9a piaga: le tenebre

[21] Poi il Signore disse a Mosè: "Stendi la mano verso il cielo: verranno tenebre sul paese di Egitto, tali che si potranno palpare!".

[22] Mosè stese la mano verso il cielo: vennero dense tenebre su tutto il paese d'Egitto, per tre giorni.

[23] Non si vedevano più l'un l'altro e per tre giorni nessuno si potè muovere dal suo posto. Ma per tutti gli Israeliti vi era luce là dove abitavano.

[24] Allora il faraone convocò Mosè e disse: "Partite, servite il Signore! Solo rimanga il vostro bestiame minuto e grosso! Anche i vostri bambini potranno partire con voi".

[25] Rispose Mosè: "Anche tu metterai a nostra disposizione sacrifici e olocausti e noi li offriremo al Signore nostro Dio.

[26] Anche il nostro bestiame partirà con noi: neppure un'unghia ne resterà qui.

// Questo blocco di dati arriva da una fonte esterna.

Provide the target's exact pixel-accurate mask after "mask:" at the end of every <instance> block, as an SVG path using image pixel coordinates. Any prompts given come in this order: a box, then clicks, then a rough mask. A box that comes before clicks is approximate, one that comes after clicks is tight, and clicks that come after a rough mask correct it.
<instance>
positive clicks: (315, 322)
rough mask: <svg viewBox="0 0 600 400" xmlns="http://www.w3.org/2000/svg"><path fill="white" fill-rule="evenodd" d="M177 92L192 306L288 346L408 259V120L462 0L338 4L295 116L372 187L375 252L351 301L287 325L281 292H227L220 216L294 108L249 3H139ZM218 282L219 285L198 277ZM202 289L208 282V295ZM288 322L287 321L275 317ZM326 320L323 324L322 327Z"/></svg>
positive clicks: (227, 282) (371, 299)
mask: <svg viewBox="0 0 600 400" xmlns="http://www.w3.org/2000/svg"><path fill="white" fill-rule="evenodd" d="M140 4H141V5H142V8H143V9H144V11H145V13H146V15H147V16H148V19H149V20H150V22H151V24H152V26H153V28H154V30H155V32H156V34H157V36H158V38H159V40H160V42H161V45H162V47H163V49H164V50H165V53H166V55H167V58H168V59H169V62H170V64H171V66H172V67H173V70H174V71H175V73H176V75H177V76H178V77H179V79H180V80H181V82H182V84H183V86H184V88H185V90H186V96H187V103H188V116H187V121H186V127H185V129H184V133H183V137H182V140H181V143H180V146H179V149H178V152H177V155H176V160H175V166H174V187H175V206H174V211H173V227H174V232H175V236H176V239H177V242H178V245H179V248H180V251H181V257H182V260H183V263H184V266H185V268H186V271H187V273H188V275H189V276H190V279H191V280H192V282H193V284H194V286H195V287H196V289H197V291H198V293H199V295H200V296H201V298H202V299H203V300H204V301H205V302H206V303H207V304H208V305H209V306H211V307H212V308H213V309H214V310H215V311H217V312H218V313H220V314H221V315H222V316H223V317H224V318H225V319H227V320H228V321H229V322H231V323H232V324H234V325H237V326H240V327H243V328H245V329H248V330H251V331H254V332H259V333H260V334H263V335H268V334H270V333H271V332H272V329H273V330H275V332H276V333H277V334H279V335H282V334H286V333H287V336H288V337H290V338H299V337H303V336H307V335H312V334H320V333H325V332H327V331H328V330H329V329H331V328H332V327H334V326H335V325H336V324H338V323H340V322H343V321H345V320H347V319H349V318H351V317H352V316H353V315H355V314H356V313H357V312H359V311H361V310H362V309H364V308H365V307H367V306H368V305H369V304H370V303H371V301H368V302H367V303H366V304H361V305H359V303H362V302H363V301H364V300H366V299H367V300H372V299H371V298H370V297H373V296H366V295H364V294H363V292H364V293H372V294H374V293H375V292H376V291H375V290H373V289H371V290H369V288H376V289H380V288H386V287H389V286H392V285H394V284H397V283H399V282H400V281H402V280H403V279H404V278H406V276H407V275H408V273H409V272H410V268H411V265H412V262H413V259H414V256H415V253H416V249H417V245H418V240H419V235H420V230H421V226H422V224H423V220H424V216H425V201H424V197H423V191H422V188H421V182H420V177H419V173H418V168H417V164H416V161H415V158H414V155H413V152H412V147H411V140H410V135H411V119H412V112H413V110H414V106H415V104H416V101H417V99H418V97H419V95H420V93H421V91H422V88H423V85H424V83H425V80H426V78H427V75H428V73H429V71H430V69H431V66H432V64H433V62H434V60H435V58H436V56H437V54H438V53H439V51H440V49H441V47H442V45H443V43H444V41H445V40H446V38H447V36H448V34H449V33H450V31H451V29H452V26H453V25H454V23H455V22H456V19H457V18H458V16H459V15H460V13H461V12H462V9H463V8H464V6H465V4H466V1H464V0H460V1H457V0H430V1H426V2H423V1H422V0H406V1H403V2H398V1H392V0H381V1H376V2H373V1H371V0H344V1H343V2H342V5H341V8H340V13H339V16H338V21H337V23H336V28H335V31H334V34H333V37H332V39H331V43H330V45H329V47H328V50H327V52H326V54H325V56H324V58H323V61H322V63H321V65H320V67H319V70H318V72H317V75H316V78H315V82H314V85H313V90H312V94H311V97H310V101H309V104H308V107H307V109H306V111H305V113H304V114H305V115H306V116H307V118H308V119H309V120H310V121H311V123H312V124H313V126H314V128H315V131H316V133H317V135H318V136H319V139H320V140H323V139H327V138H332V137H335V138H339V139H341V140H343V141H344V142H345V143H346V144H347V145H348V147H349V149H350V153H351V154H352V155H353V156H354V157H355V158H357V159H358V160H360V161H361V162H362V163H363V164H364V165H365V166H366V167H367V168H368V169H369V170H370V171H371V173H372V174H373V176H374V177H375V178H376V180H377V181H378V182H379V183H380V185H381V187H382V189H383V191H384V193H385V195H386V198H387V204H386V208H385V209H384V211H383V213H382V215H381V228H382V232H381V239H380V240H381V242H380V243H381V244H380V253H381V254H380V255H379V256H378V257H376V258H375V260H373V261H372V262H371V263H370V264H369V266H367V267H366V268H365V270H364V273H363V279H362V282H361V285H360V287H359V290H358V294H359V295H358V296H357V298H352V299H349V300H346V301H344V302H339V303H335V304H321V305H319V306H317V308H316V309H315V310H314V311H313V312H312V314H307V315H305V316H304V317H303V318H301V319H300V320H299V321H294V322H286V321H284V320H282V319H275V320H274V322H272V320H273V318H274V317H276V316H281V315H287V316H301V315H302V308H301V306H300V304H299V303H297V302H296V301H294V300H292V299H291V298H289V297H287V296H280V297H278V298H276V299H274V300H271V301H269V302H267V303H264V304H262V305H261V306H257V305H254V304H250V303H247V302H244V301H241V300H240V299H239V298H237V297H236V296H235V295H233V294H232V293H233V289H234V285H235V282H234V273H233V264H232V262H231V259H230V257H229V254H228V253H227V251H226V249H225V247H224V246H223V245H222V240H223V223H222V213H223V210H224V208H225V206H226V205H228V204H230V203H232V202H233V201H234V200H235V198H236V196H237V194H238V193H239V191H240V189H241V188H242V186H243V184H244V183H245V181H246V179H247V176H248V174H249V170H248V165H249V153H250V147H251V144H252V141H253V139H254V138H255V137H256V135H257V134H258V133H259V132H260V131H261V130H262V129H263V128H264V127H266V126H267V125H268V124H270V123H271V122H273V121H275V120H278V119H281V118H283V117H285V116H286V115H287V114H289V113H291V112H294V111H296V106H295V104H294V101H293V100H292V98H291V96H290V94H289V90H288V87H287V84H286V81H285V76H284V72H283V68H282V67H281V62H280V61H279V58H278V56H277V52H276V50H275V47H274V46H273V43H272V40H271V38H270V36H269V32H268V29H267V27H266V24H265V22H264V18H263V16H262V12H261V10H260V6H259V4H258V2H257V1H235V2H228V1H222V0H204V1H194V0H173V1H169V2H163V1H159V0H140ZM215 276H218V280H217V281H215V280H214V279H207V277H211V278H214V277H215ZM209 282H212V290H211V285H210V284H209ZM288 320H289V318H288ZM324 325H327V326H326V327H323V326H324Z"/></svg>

Perché da esso noi dobbiamo prelevare le vittime per servire il Signore, nostro Dio, e noi non sapremo come servire il Signore finché non saremo arrivati in quel luogo".

[27] Ma il Signore rese ostinato il cuore del faraone, il quale non volle lasciarli partire.

[28] Gli rispose dunque il faraone: "Vattene da me! Guardati dal ricomparire davanti a me, perché quando tu rivedrai la mia faccia morirai".

[29] Mosè disse: "Hai parlato bene: non vedrò più la tua faccia!".